Perhaps the reason that blogs are popular, in spite of their limitations, is that they are easy to use, and there is no imposed structure. Many of us believe that our way is the best way, and need proof that doing otherwise would be beneficial. I find that blogging is becoming more and more about building my personal knowledge repository, while staying connected to wide-ranging conversation. As Jay states in his post:
KM should leverage natural processes, not try to change the basic ways things are accomplished.
An organisation’s entire KM effort could start with simple technologies. It could provide a blog to everyone, letting workers blog as they wanted. RSS aggregators could keep an eye on blogs of interest, and maybe even a blog rating system could included in the performance management system. Yes, the better writers would get better rankings, but so would those who solve problems. A bottom-up approach to KM, at a minimal cost, makes a lot more sense than betting that some centralized system, with a huge training bill, will solve all of our problems.
Technology is the application of organized and scientific knowledge to solve practical problems.
This is the correct definition of technology when applied to Human Performance Technology [my field] – which is NOT about information technology, but solving problems in an applied way.

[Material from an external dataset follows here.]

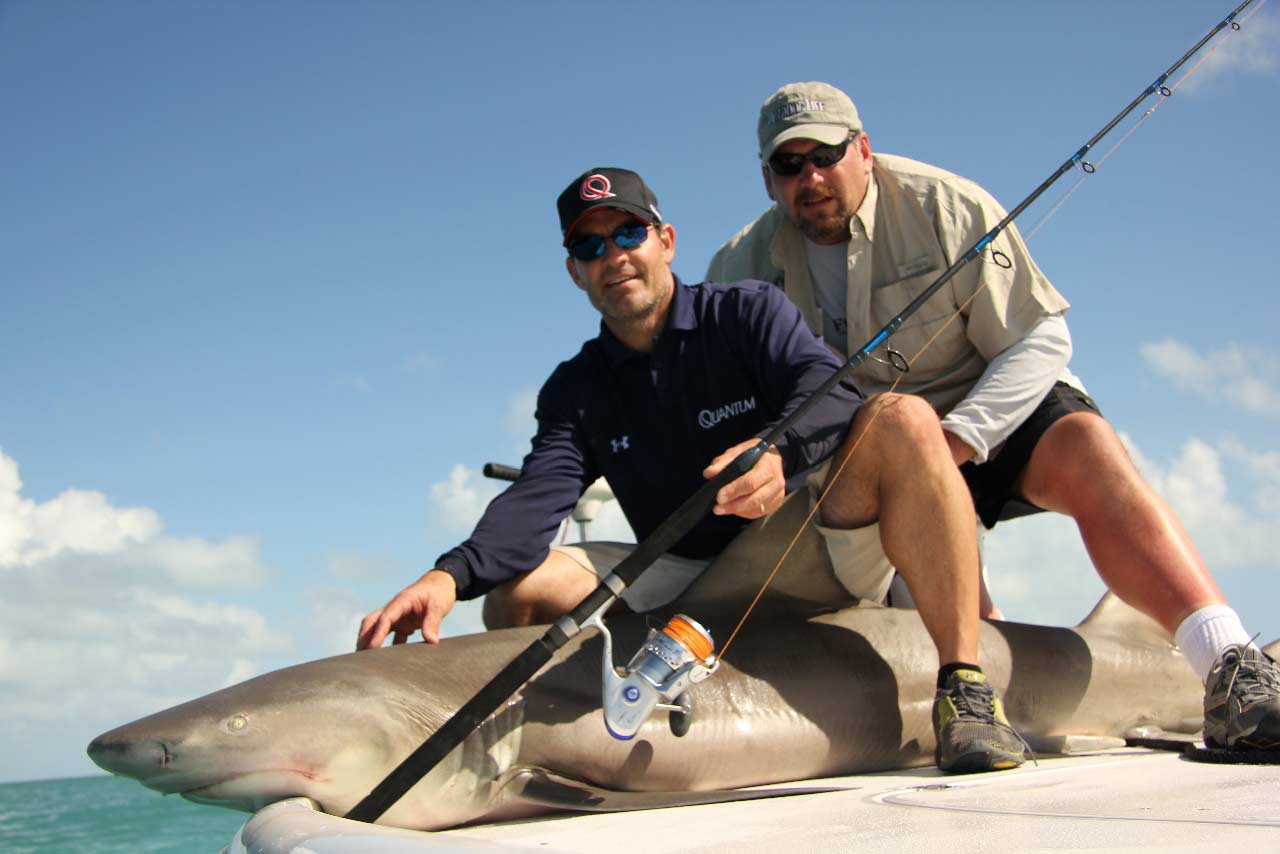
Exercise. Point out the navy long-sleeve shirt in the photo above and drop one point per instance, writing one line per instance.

Sometimes learning professionals (trainers, educators, instructional designers) get caught up in their own world. Here’s another reminder about what’s really important – performance. From e-clipping’s interview on collaborative technologies with Jay Cross:
I made up the word elearning because I wanted to highlight learning, but I don’t think learning is at the head of the train.
It is performance that is at the head of the train and only a fool would expect to get results from the technology alone.
It is the technology in support of key organizational goals that is key, and that involves incentives, leadership, innovation, esprit de corps….and this is all mixed in together.
As a matter of fact I’d be somewhat sceptical of any company that would highlight their intense [use] of collaboration technologies if they left out "What is important to us is to serve our customers and this is how we go about it".